Le rêve comme solution

Quand Edmond Dantès est en prison, il sombre dans le désespoir. L’injustice de sa situation ébranle en lui toutes les croyances qui lui tenaient à cœur : la justice, la loyauté et même sa confiance en l’humanité dépérit dans son isolement. Il s’abandonne d’abord à la prière, puis dans l’ascétisme. Ensuite il trouve le réconfort dans la rage et la colère, mais à l’image d’un homme qui fait son propre deuil, il finit par sombrer dans le désespoir. Ses pensées le torturent et sa volonté succombe face à l’impossibilité d’un quelconque secours :

« il tomba dans l’immobilité morne des idées de suicide ; malheur à celui qui, sur la pente du malheur, s’arrête à ces sombres idées ! C’est une de ces mers mortes qui s’étendent comme l’azur des flots purs, mais dans lesquelles le nageur sent de plus en plus s’engluer ses pieds dans une vase bitumineuse qui l’attire à elle, l’aspire, l’engloutit. Une fois pris ainsi, si le secours divin ne vient point à son aide, tout est fini, et chaque effort qu’il tente l’enfonce plus avant dans la mort. »
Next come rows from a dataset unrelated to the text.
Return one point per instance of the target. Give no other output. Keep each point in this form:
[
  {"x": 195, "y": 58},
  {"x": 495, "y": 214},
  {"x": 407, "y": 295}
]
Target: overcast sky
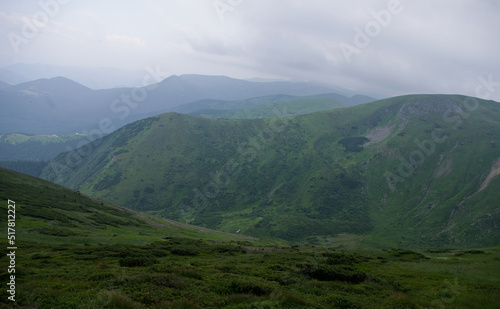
[{"x": 432, "y": 46}]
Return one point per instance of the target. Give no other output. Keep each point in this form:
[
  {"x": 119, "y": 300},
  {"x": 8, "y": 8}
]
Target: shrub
[
  {"x": 335, "y": 258},
  {"x": 137, "y": 262},
  {"x": 120, "y": 301},
  {"x": 338, "y": 273}
]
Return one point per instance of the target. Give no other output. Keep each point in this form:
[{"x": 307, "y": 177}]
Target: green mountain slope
[
  {"x": 50, "y": 213},
  {"x": 291, "y": 107},
  {"x": 264, "y": 106},
  {"x": 406, "y": 171},
  {"x": 72, "y": 251}
]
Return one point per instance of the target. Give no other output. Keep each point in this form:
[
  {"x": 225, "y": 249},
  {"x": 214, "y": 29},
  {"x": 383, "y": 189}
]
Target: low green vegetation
[
  {"x": 185, "y": 273},
  {"x": 77, "y": 252}
]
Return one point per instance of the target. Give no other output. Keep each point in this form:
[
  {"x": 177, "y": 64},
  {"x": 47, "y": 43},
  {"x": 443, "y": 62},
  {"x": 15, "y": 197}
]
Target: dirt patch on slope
[
  {"x": 379, "y": 134},
  {"x": 495, "y": 171}
]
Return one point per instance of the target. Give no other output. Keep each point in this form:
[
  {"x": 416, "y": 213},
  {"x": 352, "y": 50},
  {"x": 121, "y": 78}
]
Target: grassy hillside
[
  {"x": 261, "y": 107},
  {"x": 291, "y": 107},
  {"x": 408, "y": 171},
  {"x": 77, "y": 252},
  {"x": 37, "y": 147}
]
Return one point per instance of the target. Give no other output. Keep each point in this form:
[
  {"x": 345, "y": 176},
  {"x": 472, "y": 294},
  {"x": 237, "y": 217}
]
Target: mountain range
[
  {"x": 411, "y": 171},
  {"x": 61, "y": 106}
]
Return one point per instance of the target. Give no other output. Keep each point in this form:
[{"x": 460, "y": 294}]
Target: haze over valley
[{"x": 250, "y": 154}]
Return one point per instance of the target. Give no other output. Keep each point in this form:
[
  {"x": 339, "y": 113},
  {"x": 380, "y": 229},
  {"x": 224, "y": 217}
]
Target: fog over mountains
[{"x": 59, "y": 105}]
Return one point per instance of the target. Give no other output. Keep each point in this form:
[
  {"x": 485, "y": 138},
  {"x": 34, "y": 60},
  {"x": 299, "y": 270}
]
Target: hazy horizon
[{"x": 388, "y": 47}]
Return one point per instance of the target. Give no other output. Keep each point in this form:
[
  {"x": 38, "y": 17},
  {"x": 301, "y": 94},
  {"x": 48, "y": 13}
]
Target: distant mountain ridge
[
  {"x": 61, "y": 106},
  {"x": 408, "y": 171}
]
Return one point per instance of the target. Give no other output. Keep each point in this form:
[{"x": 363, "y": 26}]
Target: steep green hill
[
  {"x": 71, "y": 251},
  {"x": 412, "y": 171},
  {"x": 290, "y": 107},
  {"x": 50, "y": 213}
]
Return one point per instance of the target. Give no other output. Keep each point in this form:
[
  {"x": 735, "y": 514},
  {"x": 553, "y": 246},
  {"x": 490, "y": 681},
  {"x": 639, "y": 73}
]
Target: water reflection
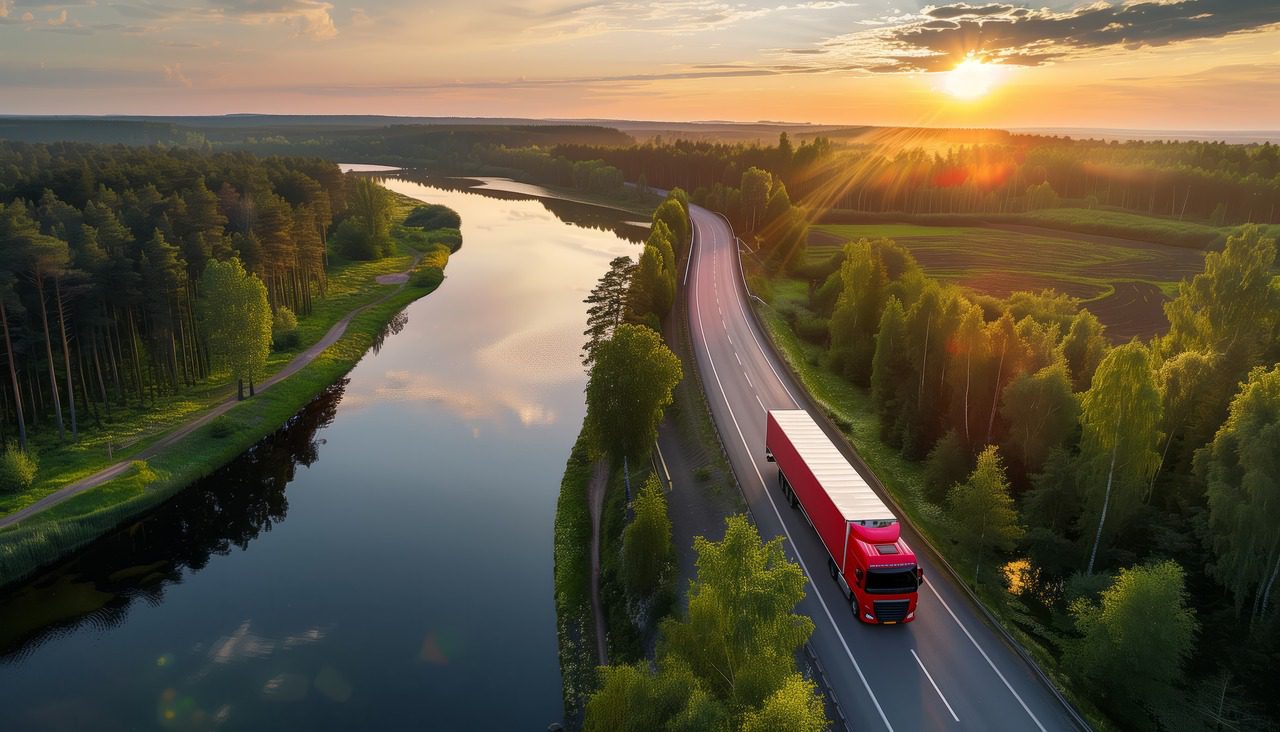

Lorsqu’il rencontre l’abbé Faria, Edmond se ressaisit. Le rêve est une façon pour ces deux personnages qui ont tout perdu de leurs vies antérieures de supporter leurs conditions de vie : le rêve de leur évasion, le rêve du trésor qu’ils iront chercher, le rêve d’une autre vie. Mais aussi le rêve de la justice qu’ils pourront rendre, le rêve de la vengeance et le rêve de pouvoir enfin trouver la tranquillité de l’esprit. Le rêve n’est pas en soi une solution mais il aide les personnages à espérer et à survivre :

« Dès lors, Dantès se laissa aller tout entier à son bonheur ; il n’allait plus être seul certainement, peut-être même allait-il être libre ; le pis-aller, s’il restait prisonnier, était d’avoir un compagnon ; or la captivité partagée n’est plus qu’une demi-captivité. Les plaintes qu’on met en commun sont presque des prières ; des prières qu’on fait à deux sont presque des actions de grâces. »

De manière générale, le livre entier pourrait être un rêve de l’auteur car la vengeance de Dantès est décrite comme si parfaite qu’il semble difficile qu’elle puisse être vraie. Cependant c’est pour l’auteur une façon de dénoncer les inégalités de son époque.